【後編】人生のお愉しみはこれから!中野翠さん流、70代の暮らし方。
撮影・青木和義 イラストレーション・中野 翠 文・斎藤理子
〈 今、愉しいこと、いろいろ。 〉
「黒っぽい服が多い分、 小物で存在感のあるものを。」
若い頃からモノトーンの服が多かったという中野さん。黒い服は自分の陣地にいるようで落ち着くのだそう。その分、小物は大ぶりで鮮やかな色調の、存在感あるものを選ぶようにしている。
「宝飾品には全然興味がなくて。繊細なものも似合わないの。アクセサリーは、黒い服に映えるモダンアートっぽいデザインのものが好きです」
長年愛用している黒い服だが、最近は少し変化が生じているという。
「若いうちは黒も似合うけど、年齢がいくと単なる暗い色。だから、最近は明るい色で何が着やすいか考える日々ですね。赤、ラベンダー、黄色、オレンジあたりはいけそうだと思い、取り入れる努力はしているんですが、結局黒と合わせてしまいます(笑)」
「家にこもる時間が長いから、 レースや柄物で気分を上げる。」
気分が上がるルームウエアは、かつて外出着だった愛着ある服。
「レースは女心をくすぐるじゃない?ゴージャス感もあって。ウエストがゴムではきやすくて楽なのもいいの」
同じく家着として愛用している、ワイズ・フォー・リビングのパンツは、自身で施したリメイクがユニーク。

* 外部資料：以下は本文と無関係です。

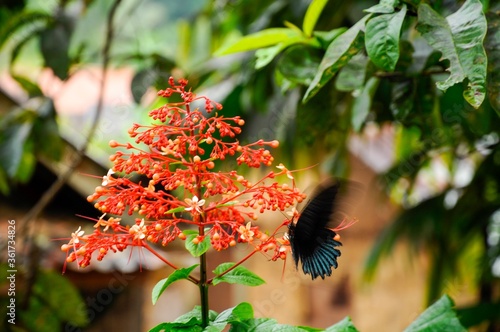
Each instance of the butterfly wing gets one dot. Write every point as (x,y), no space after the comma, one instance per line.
(312,243)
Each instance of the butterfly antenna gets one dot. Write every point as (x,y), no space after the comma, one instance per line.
(345,223)
(283,270)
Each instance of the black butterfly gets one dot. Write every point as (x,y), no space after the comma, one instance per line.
(311,241)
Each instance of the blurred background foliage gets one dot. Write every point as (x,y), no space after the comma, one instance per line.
(318,75)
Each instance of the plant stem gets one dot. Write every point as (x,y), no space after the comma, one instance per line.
(203,286)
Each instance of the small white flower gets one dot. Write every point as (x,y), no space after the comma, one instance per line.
(75,237)
(194,204)
(283,168)
(107,178)
(139,231)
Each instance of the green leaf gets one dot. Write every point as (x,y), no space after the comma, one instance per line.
(31,88)
(239,313)
(362,104)
(259,39)
(196,249)
(189,322)
(178,274)
(238,275)
(402,99)
(29,20)
(438,317)
(352,76)
(190,326)
(326,37)
(384,7)
(312,14)
(266,55)
(13,147)
(476,314)
(255,325)
(492,45)
(459,38)
(298,64)
(47,140)
(54,44)
(382,39)
(338,54)
(345,325)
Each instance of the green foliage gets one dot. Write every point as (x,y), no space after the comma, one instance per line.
(238,275)
(438,317)
(431,70)
(162,285)
(459,38)
(199,248)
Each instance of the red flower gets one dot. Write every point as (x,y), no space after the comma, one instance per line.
(180,156)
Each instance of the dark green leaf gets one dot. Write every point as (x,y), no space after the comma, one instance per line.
(438,317)
(459,38)
(326,37)
(312,14)
(352,75)
(492,45)
(47,140)
(402,99)
(382,39)
(345,325)
(238,275)
(338,54)
(54,44)
(362,104)
(196,249)
(259,39)
(161,285)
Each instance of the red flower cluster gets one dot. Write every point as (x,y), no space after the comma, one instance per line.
(178,156)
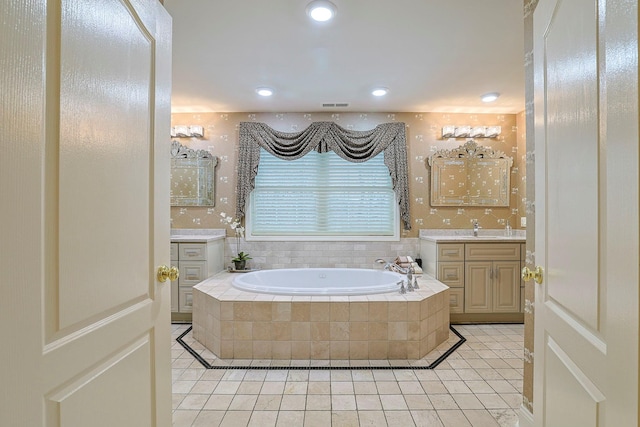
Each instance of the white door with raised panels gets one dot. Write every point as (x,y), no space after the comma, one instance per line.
(586,202)
(84,216)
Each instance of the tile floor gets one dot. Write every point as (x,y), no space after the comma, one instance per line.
(479,385)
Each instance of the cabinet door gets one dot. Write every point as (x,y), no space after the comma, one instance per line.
(456,300)
(477,295)
(192,272)
(451,274)
(506,286)
(193,252)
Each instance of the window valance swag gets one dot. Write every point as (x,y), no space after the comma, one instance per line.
(354,146)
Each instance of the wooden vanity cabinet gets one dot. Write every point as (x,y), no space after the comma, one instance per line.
(492,278)
(484,278)
(196,261)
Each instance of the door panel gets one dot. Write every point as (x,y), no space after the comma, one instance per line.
(573,139)
(586,308)
(568,387)
(108,231)
(90,222)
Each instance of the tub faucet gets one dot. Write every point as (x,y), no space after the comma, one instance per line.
(409,271)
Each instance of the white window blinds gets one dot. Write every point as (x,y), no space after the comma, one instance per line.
(322,195)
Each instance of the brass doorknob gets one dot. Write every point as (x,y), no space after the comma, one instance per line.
(165,273)
(536,274)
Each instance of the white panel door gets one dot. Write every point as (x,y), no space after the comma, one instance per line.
(586,151)
(85,213)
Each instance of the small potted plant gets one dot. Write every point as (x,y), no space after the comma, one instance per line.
(240,260)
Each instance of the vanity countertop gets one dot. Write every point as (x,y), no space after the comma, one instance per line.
(197,235)
(466,235)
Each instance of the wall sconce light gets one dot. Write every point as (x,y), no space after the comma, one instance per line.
(450,131)
(182,131)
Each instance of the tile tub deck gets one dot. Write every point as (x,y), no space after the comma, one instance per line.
(234,324)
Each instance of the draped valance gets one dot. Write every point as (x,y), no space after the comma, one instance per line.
(354,146)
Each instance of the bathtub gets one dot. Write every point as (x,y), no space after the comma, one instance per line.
(319,281)
(240,324)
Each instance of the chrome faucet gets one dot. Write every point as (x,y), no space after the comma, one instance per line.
(409,271)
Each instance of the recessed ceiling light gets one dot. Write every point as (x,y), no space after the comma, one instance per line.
(490,97)
(321,10)
(264,91)
(380,91)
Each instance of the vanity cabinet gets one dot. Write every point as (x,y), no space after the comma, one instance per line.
(196,261)
(484,278)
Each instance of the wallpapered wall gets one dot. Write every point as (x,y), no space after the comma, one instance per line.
(423,138)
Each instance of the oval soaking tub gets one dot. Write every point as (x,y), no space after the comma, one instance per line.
(319,281)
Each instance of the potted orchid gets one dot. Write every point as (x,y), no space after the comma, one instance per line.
(240,260)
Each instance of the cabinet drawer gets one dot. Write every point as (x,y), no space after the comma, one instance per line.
(193,251)
(186,299)
(450,252)
(451,274)
(192,272)
(492,251)
(456,300)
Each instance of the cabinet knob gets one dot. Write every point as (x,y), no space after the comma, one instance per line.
(165,273)
(528,274)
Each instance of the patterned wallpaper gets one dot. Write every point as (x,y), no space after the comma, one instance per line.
(424,132)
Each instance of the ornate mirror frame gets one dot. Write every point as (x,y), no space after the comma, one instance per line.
(470,175)
(192,176)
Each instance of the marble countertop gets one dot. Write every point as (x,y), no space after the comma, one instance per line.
(466,235)
(197,235)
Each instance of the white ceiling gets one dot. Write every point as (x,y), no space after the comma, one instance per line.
(433,55)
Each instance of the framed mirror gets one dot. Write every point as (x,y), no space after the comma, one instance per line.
(470,175)
(192,176)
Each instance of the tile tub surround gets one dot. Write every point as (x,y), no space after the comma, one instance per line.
(234,324)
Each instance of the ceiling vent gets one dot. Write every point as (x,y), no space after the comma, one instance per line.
(337,104)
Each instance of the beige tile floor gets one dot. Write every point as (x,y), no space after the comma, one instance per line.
(479,385)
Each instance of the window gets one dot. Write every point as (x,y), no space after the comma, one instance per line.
(322,197)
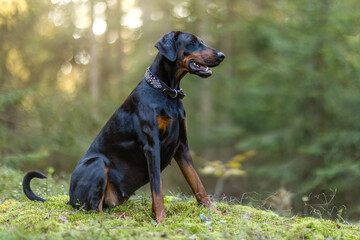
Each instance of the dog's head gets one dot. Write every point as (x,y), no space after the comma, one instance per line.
(190,52)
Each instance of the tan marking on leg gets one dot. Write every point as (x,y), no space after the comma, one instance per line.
(100,207)
(111,198)
(158,205)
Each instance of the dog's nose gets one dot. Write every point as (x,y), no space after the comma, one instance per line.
(221,56)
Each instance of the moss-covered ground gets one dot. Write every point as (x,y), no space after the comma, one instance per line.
(24,219)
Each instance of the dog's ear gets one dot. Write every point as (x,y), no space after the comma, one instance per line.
(167,47)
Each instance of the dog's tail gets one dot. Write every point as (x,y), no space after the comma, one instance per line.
(26,185)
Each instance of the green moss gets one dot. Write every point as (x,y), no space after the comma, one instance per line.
(24,219)
(54,219)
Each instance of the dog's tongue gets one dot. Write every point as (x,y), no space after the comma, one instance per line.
(202,68)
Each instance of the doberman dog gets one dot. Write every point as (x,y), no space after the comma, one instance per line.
(144,134)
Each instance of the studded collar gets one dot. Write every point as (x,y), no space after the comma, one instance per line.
(156,83)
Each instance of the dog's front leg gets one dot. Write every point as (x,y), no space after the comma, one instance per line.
(152,153)
(184,160)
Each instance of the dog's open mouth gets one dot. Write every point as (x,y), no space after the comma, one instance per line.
(199,69)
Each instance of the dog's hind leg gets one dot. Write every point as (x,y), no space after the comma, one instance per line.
(88,183)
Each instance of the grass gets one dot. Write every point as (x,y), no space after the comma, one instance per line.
(24,219)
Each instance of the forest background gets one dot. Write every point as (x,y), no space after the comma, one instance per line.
(279,119)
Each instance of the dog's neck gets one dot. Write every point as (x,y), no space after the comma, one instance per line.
(167,71)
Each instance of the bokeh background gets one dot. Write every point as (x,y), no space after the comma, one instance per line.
(278,123)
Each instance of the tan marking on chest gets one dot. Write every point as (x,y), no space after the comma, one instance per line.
(163,122)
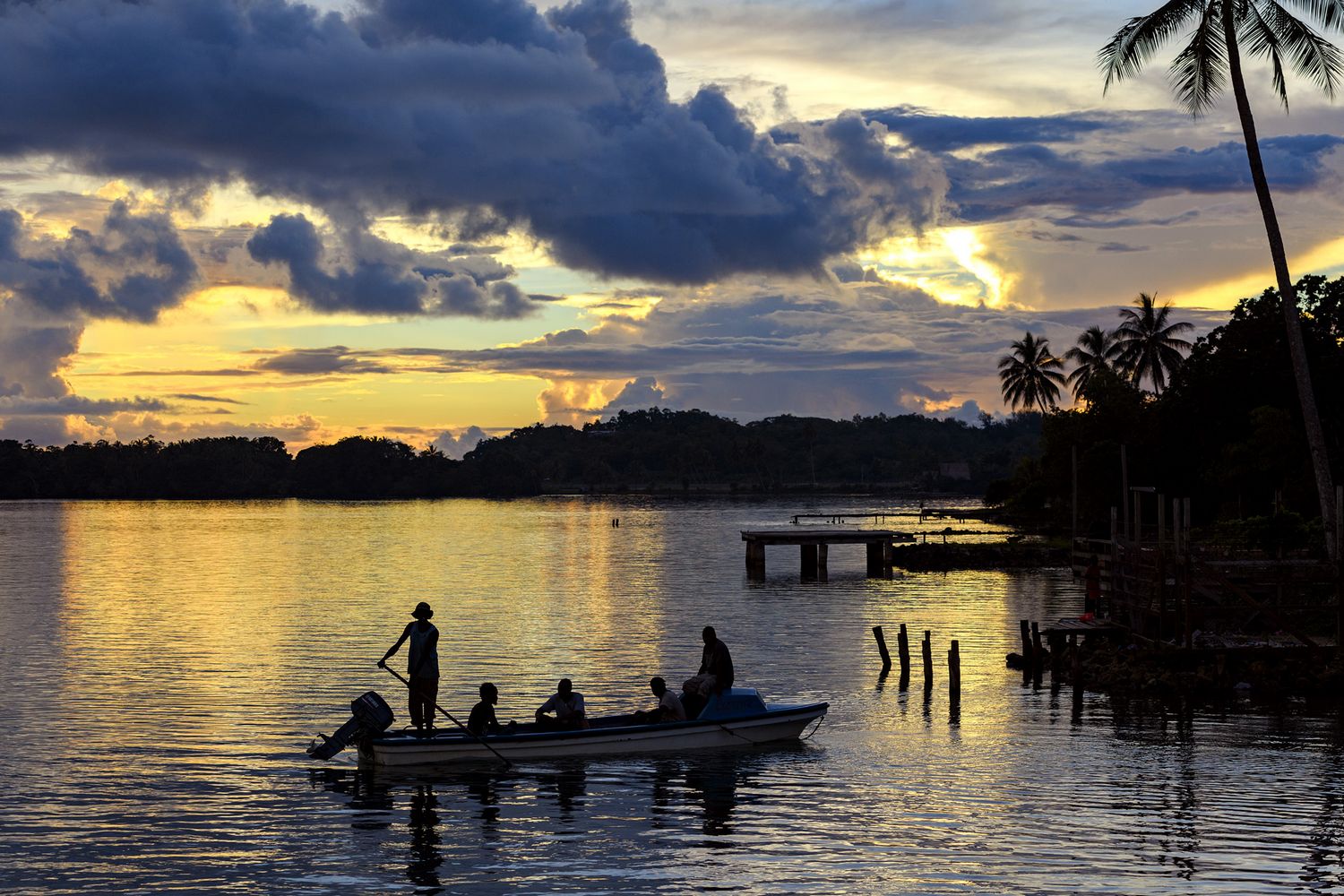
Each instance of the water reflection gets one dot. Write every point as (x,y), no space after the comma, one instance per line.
(188,771)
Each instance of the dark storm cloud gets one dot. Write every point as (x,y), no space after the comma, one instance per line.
(134,268)
(387,285)
(1015,182)
(481,112)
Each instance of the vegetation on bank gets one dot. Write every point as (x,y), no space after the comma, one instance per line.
(1226,430)
(642,450)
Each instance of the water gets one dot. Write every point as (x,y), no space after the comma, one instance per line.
(164,664)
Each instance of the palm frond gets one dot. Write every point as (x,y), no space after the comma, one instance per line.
(1258,39)
(1199,72)
(1312,56)
(1328,13)
(1125,54)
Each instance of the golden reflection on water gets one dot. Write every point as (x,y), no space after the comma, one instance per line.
(167,662)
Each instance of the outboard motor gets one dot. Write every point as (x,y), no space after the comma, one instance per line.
(370,716)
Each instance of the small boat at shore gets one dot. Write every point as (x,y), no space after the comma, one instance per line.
(736,718)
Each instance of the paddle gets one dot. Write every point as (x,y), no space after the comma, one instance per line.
(478,739)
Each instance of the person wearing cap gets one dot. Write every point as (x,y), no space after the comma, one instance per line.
(421,665)
(567,705)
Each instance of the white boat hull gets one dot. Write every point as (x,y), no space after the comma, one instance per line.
(777,724)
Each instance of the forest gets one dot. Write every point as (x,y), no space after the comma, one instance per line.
(653,450)
(1219,424)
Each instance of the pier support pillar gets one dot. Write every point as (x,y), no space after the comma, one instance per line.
(809,560)
(879,559)
(755,560)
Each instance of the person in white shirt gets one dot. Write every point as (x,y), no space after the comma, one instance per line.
(567,705)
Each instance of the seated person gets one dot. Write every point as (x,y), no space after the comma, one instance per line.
(567,705)
(483,721)
(669,705)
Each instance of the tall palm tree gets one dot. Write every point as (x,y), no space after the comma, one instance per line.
(1030,375)
(1199,74)
(1147,346)
(1091,357)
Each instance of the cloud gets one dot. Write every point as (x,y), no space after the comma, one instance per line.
(193,397)
(335,359)
(134,268)
(70,405)
(945,134)
(457,446)
(487,116)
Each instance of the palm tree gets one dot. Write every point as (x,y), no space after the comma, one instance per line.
(1091,357)
(1030,375)
(1147,346)
(1199,74)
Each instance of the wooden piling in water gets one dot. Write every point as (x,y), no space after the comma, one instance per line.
(1038,659)
(882,648)
(927,657)
(903,651)
(954,670)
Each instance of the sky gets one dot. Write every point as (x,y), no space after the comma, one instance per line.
(443,220)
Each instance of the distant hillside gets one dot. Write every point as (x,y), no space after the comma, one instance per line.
(653,450)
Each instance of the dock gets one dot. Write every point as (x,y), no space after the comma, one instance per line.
(814,547)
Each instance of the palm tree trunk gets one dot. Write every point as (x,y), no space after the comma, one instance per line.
(1296,349)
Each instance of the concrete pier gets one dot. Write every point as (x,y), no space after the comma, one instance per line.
(814,544)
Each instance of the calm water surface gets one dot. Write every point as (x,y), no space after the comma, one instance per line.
(164,664)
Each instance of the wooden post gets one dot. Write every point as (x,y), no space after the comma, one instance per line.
(1124,485)
(1339,570)
(1073,538)
(1139,517)
(809,560)
(755,559)
(874,559)
(1161,520)
(1038,659)
(954,670)
(927,657)
(903,651)
(882,648)
(1176,525)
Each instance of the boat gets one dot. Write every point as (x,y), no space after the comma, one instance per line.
(736,718)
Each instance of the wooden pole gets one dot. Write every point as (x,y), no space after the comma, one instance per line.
(882,648)
(1038,659)
(1124,484)
(903,651)
(1161,521)
(1339,570)
(1073,540)
(954,670)
(927,657)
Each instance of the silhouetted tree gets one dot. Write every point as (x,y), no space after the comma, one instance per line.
(1030,375)
(1147,344)
(1199,74)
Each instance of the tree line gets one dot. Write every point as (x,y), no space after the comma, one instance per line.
(645,450)
(1220,425)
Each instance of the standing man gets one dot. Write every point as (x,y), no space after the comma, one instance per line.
(421,667)
(715,661)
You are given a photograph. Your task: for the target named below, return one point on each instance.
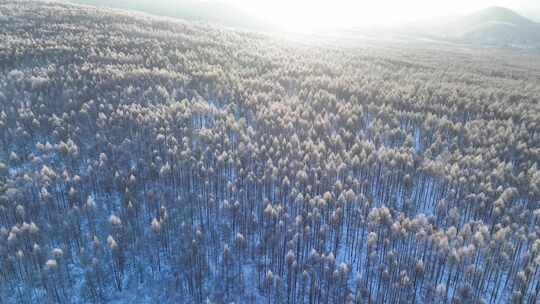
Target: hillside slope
(150, 160)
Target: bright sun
(313, 15)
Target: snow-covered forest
(147, 160)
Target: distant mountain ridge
(496, 26)
(216, 12)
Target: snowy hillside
(147, 160)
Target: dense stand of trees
(142, 158)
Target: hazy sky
(306, 15)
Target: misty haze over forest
(215, 158)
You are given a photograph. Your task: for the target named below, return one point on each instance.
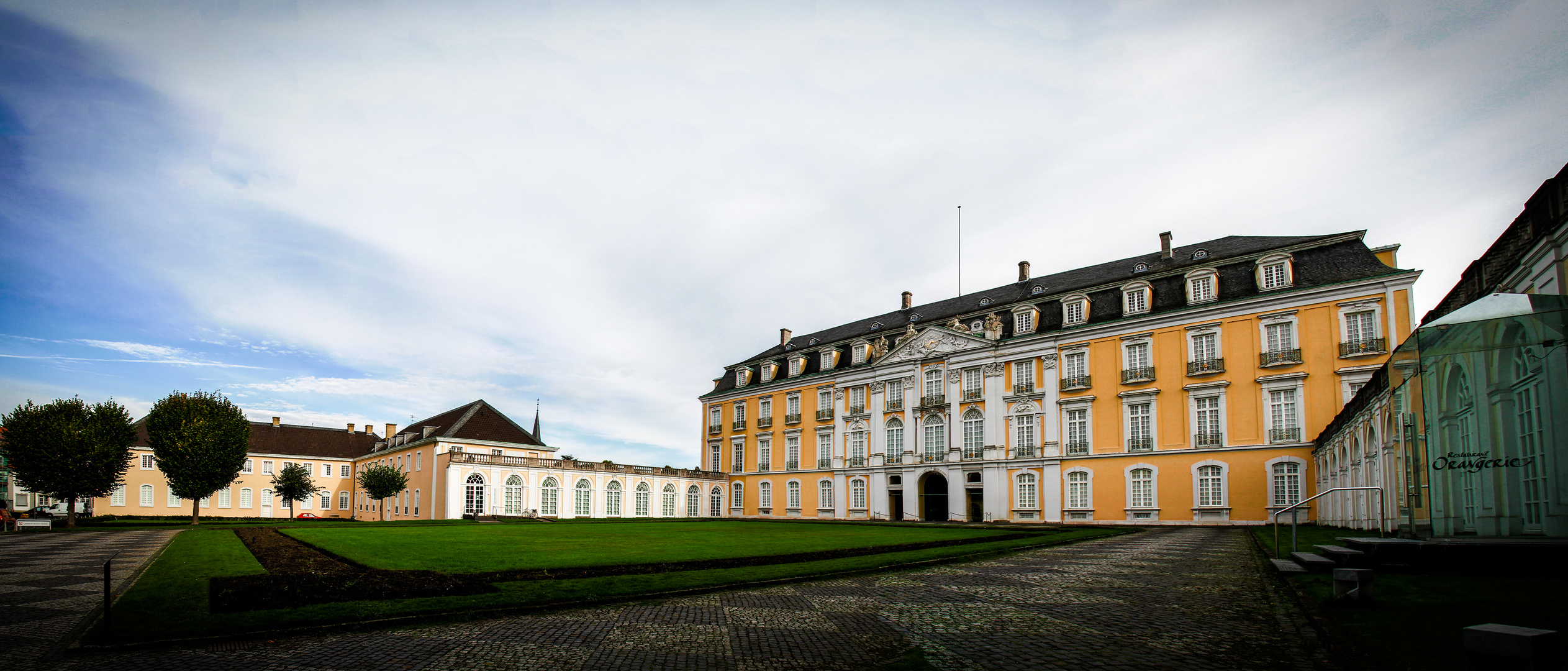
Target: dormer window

「黒地に白い水玉模様の生地なんだけど、ふと裏返してみたら水玉がぼやけていて面白いの。ポケットはウサギの耳みたいに垂れていてかわいい。そこで、“裏返してはいている感”を強調するために、両サイドを白の刺繡糸で大きめにステッチして、缶バッジをつけてみたら、オリジナルの普段着の出来上がり。すごく気に入ってます」
古い襦袢や着物をアロハシャツに仕立て直すというのも、中野さんのアイデア。デザインも色も斬新で、オシャレなアロハに変身している。
「サラサラしていて肌触りがいいので夏にはぴったり。シワにならないから旅行にも重宝しています」
昔から好きだった愛着のある服をルームウエアにすれば、家で過ごす時間がずっと愉しくなると、中野さん。